Le sommet entre l'Union européenne et les pays de la Communauté des Etats d'Amérique latine et des Caraïbes s'est achevé jeudi. Dans le continent sud-américain, la Chine supplante les Européens et devient un partenaire incontournable.
Les dirigeants de la Communauté des Etats d'Amérique latine et des Caraïbes (Celac, 33 pays) qui ont participé au sommet avec ceux de l'Union européenne (UE) mercredi et jeudi à Bruxelles ne sont pas rentrés pas les mains vides. En deux jours, les Vingt-Huit se sont engagés à financer divers programmes (infrastructures, développement durable, télécommunications, petites et moyennes entreprises, environnement) pour un montant de 800 millions d'euros sur cinq ans. De plus, Bruxelles ouvre la voie aux étudiants et chercheurs sud-américains aux programmes Erasmus et Horizon 2020. L'Union a aussi décidé d'exempter les ressortissants colombiens et péruviens de visa pour voyager dans l'espace Schengen.
Une telle générosité faite au nom des relations historiques et d'un avenir commun face à de nombreux défis mondiaux (changement climatique, immigration, insécurité) ne cache toutefois pas une réalité: l'érosion de l'influence européenne en Amérique du Sud au profit de nouveaux acteurs comme l'Inde, la Corée du Sud, mais surtout la Chine.
A l'issue du sommet, les présidents du Conseil européen, Donald Tusk, et de la Commission, Jean-Claude Juncker, ont les deux souligné avec force que l'UE tient à consolider ses relations avec la Celac, notamment en contribuant au développement économique de cette partie du monde. Mais aux yeux de Sebastian Santander, professeur d'économie politique à l'Université de Liège (Belgique), les 800 millions d'euros qu'offre l'UE ne permettront pas de marquer une forte présence. «C'est du saupoudrage, ironise-t-il. Car, durant la même période, la Chine y consacrera plusieurs milliards. Rien qu'en 2014, les investissements chinois en Amérique latine ont atteint 20 milliards de dollars.» Dans l'ensemble toutefois, les Européens restent les premiers investisseurs avec un total de 385 milliards d'euros.

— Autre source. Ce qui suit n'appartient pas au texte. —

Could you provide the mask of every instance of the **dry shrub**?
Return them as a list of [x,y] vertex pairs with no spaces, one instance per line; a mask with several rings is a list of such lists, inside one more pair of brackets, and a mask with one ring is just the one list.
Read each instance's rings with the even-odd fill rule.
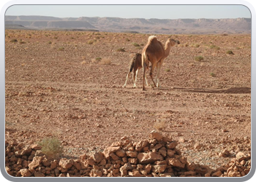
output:
[[111,64],[111,60],[110,58],[103,58],[101,59],[99,64],[101,65],[110,65]]
[[165,127],[166,127],[166,122],[164,120],[157,121],[154,124],[154,127],[157,130],[162,130]]
[[44,138],[39,144],[42,146],[42,152],[48,157],[60,157],[63,152],[63,147],[58,138]]
[[82,65],[84,65],[84,64],[86,64],[86,60],[83,60],[82,62],[81,62],[81,64]]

Outre la forte présence des Asiatiques, la marginalisation de l'UE en Amérique du Sud a encore d'autres raisons. «Tous les pays européens n'y ont pas les mêmes intérêts, poursuit le professeur liégeois. Pour des raisons historiques et culturelles, l'Espagne, le Portugal et, dans une moindre mesure, l'Italie sont les meneurs. L'Allemagne, la France et les Pays-Bas sont intéressés surtout par le commerce, alors que les nouveaux membres de l'Union - ceux de l'Est - n'ont aucun lien avec ce continent.»
Pour le professeur Santander, si l'Europe perd pied en Amérique du Sud, mais aussi dans d'autres continents, c'est qu'elle est phagocytée par ses propres problèmes internes et externes depuis au moins une décennie. «La crise institutionnelle, la crise économique et sociale et l'élargissement laissent peu d'énergie à consacrer au monde extérieur», analyse-t-il. Sebastian Santander rappelle que l'Union a mis en place plusieurs plateformes de dialogue politique avec la Celac, mais le soufflé est tombé très vite. Par ailleurs, les pays d'Amérique latine ne sont pas homogènes, ce qui a pour conséquence que les initiatives européennes peinent à se concrétiser. Par exemple, le projet de créer une zone de libre-échange avec le Mercosur (Brésil, Argentine, Venezuela, Uruguay, Paraguay et Bolivie) est en panne depuis plusieurs années. A ce propos, Jean-Claude Juncker a annoncé hier son intention de le relancer.
Les dirigeants européens n'ont pas évoqué le facteur chinois lors du sommet. Mais les faits sont là. Pékin dispose d'une réserve de guerre de 3800 milliards de dollars, ce qui lui permet d'investir massivement là où ses intérêts stratégiques sont en jeu. En mai dernier, le premier ministre chinois Li Keqiang a donné le coup d'envoi d'une ligne ferroviaire de 5300 km traversant les territoires brésilien et péruvien à travers l'Amazonie et la Cordillère des Andes, ce qui facilitera le transport des matières premières nécessaires à la Chine. Cette «route de la soie» en Amérique latine coûtera entre 10 et 30 milliards de dollars et devrait être inaugurée en 2020. Au fils des années, certains pays sont devenus dépendants de la Chine. Le Paraguay, par exemple, écoule 50% de sa production de soja sur le marché chinois.
«L'Europe ne doit toutefois pas baisser les bras, déclare Sebastian Santander. Elle doit s'associer avec d'autres régions du monde, comme elle le fait avec le projet d'accord transatlantique de libre-échange avec les Etats-Unis, si elle veut encore peser dans la gouvernance du monde.»